How to declare a function accepting a closure as argument whitch itself take another closure as argument?

I don't understant why the following code doesn't compile, and how to fix it. I want to create a function foo that take a closure closure as argument, witch itself accept a closure as argument. And I would like to have no Box or dyn.

pub fn foo<T, U>(closure: T)
    -> bool
where
    T: FnMut(U) -> bool,
    U: FnMut(i32) -> bool,
{
    closure(|i| true)    
}

(Playground)

Errors:

   Compiling playground v0.0.1 (/playground)
error: expected `;` or `{`, found keyword `fn`
 --> src/lib.rs:5:8
  |
5 |     U: fn(i32) -> bool,
  |        ^^ expected `;` or `{`

error: aborting due to previous error

error: could not compile `playground`.

To learn more, run the command again with --verbose.

So what fixed, finite size should the compiler allocate for the closure? The purpose of the box or dyn is to provide a fixed-size fat pointer, so that the compiler can determine how much memory to allocate on the stack.

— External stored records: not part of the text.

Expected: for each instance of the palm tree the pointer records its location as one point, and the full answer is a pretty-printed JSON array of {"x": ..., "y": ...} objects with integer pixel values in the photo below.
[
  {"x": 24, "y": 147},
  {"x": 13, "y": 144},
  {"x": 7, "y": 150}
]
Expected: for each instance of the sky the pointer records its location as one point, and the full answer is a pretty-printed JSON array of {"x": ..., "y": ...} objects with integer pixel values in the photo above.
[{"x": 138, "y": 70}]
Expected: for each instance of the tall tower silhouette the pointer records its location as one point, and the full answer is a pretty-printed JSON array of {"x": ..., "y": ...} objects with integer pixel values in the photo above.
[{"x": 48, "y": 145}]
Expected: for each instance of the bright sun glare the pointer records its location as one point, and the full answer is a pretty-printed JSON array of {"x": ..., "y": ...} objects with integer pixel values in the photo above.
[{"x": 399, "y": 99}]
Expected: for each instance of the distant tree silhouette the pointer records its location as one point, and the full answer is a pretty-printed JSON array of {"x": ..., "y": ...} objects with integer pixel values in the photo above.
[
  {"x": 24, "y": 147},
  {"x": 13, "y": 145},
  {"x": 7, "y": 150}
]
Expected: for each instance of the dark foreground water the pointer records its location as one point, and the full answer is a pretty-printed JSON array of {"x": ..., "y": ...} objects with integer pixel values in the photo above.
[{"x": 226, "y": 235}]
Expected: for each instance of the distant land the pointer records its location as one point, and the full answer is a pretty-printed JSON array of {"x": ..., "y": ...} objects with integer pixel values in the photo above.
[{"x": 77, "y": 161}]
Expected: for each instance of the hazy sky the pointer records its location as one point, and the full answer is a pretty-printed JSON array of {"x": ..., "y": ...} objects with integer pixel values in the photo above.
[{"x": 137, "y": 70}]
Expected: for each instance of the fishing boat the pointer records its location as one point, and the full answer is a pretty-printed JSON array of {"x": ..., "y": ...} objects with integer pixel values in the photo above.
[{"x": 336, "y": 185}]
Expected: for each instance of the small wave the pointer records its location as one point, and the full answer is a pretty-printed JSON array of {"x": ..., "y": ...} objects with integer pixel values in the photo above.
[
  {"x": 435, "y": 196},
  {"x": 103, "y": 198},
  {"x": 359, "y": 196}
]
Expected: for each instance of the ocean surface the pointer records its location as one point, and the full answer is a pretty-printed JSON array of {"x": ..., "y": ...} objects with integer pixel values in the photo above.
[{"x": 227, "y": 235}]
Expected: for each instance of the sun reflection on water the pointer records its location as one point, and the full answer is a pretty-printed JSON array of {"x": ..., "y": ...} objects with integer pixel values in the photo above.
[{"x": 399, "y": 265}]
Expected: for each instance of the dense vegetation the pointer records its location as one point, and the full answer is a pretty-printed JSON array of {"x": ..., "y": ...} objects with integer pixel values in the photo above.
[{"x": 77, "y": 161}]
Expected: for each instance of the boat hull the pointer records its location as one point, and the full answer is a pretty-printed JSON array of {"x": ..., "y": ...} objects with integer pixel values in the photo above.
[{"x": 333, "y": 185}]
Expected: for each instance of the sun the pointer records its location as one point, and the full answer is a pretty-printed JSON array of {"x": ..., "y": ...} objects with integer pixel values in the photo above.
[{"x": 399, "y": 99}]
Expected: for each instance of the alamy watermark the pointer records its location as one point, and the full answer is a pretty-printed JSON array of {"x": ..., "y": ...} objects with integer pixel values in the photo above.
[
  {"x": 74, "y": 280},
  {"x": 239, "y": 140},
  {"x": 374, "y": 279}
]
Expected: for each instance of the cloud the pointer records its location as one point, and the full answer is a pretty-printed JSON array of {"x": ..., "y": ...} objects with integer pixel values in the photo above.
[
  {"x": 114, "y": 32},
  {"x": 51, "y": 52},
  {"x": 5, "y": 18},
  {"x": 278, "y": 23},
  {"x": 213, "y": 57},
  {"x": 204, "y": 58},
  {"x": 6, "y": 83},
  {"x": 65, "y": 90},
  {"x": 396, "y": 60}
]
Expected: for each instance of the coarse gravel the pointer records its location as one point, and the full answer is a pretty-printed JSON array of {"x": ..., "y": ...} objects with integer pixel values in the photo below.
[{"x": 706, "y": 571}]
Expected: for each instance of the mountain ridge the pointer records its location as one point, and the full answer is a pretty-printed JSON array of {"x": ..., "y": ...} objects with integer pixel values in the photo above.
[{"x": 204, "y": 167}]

You can't. This is one of the limitations of Rust, because we lack Higher Rank Type Bounds (HRTB) we can't quantify over all types. This means you can't have a generic closure that can take another closure without sime sort of dynamic dispatch

If we had HRTB, you could do something like:

pub fn foo<T>(closure: T)
    -> bool
where
    for<U: FnMut(i32) -> bool> T: FnMut(U) -> bool,
{
    closure(|i| true)    
}

But we don't have HRTB, so you must use dynamic dispatch instead

pub fn foo<T>(closure: T)
    -> bool
where
    for<'a> T: FnMut(&'a mut dyn FnMut(i32) -> bool) -> bool,
{
    closure(&mut |i| true)    
}
1 Like

You could define your own function trait:

trait TakesClosure {
    fn call<F>(&mut self, f: F) -> bool
    where
        F: FnMut(i32) -> bool;
}

playground

Of course this wont let you use a closure, and you have to manually create a struct and implement the trait, but it's the closest you can get without dynamic dispatch.

3 Likes

@RustyYato Thanks, it's what I feared. For some reason whatever I try to write anything generic in rust, I try to write something that depend on HRTB. I guess I liked black magic too much in C++! While we wait that the language get them, wouldn't it be possible for the compiler have a better explanation about this limitation, or would it be too complicated?

Is the dynamic dispatch in this specific situation going to be elided away by the compiler, or would the dyn imply a runtime penalty?

About the solution you gave me, do you have a link to the documentation of what the for is in a where clause? I am still really new to rust, and never saw it before. It is just a way to introduce a new generic argument?

And finally, why did you write the lifetime annotation? If I remove it, it still compiles.

The syntax T: for<'a> Trait<'a> syntax means that for every choice of lifetime 'a, T should implement Trait<'a>, and is known as a higher ranked trait bound. Currently this kind of "for every choice of x" bound is only supported for lifetimes and not types, but you were looking for something like "for every choice of type U", which does not currently exist in Rust.

Sure, you can elide it in this case, but the compiler turns it into a for<'a> bound behind the scenes again if you do so.

The compiler might inline it enough to notice that it doesn't need dynamic dispatch, but there's no guarantee.

Rayon has a real-life example of using a trait for generic callbacks: ProducerCallback.

1 Like

Thanks a lot everyone, I am learning a lot!

@alice is it possible to implement the Fn(i32) -> i32 trait for my struct (or whatever gives access to call syntax for a struct)? It would make the calling site nicer (foo(|f| f.call(32)) vs foo(|f| f(32))).

You can only implement the Fn traits on nightly.

I forgot to add the activate the related flags, it's why it didn't worked.